It’s a freezing winter morning. You’re running late for work. The traffic report lists problems across all your routes. You make it into your car and look out to see, well, nothing. Your windshield is completely iced over.
It may be tempting to start squirting that windshield wiper fluid and dragging your blades across the caked-on ice, but don’t do it! Not only does this damage your windshield wipers, but it can also scratch your windshield itself. And maybe throwing a cup of hot water on your windshield also sounds like a good idea, but that is an excellent way to destroy your windshield or, at the very least, land you with some truly hard-to-remove ice (that hot water is going to cool to freezing very fast!).
The first thing you will want to do as soon as you’ve got into your car (if you have not yet already started it) is turn the defrost setting on high. It’s there for a reason, and the reason is to defrost the ice on your windshield! But yes, this can take a bit of time, especially on those days when Jack Frost has been particularly malevolent.
So here’s an incredible time-saving technique that we can thank science for! Rubbing alcohol and water. That’s it. Well 1/3 cups of water to 2/3 cups of rubbing alcohol, to be exact. Alcohol has a very low freezing temperature of -128oC so it will immediately begin melting the ice when sprayed onto your windshield. Within a few minutes, you should be able to easily take a scraper to your windshield and brush the slushy substance away.

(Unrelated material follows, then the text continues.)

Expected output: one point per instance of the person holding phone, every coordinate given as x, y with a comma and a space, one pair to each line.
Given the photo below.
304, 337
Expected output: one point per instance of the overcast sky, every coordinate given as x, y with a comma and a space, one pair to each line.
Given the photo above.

No more mornings spent throwing your body weight into that ice scraper. No more time wasted waiting for your car’s defrost to finish melting all that ice. Simply make up a bottle (again, that’s 1/3 cups water to 2/3 cups of rubbing alcohol) and spray away! Because of it’s low melting point, you can also keep the bottle in your car so you don’t have to run back into the house with it after every spray; however, it is best to take it inside when you come home at the end of the day as it will work best on those pesky morning frosts when it is back up to room temperature.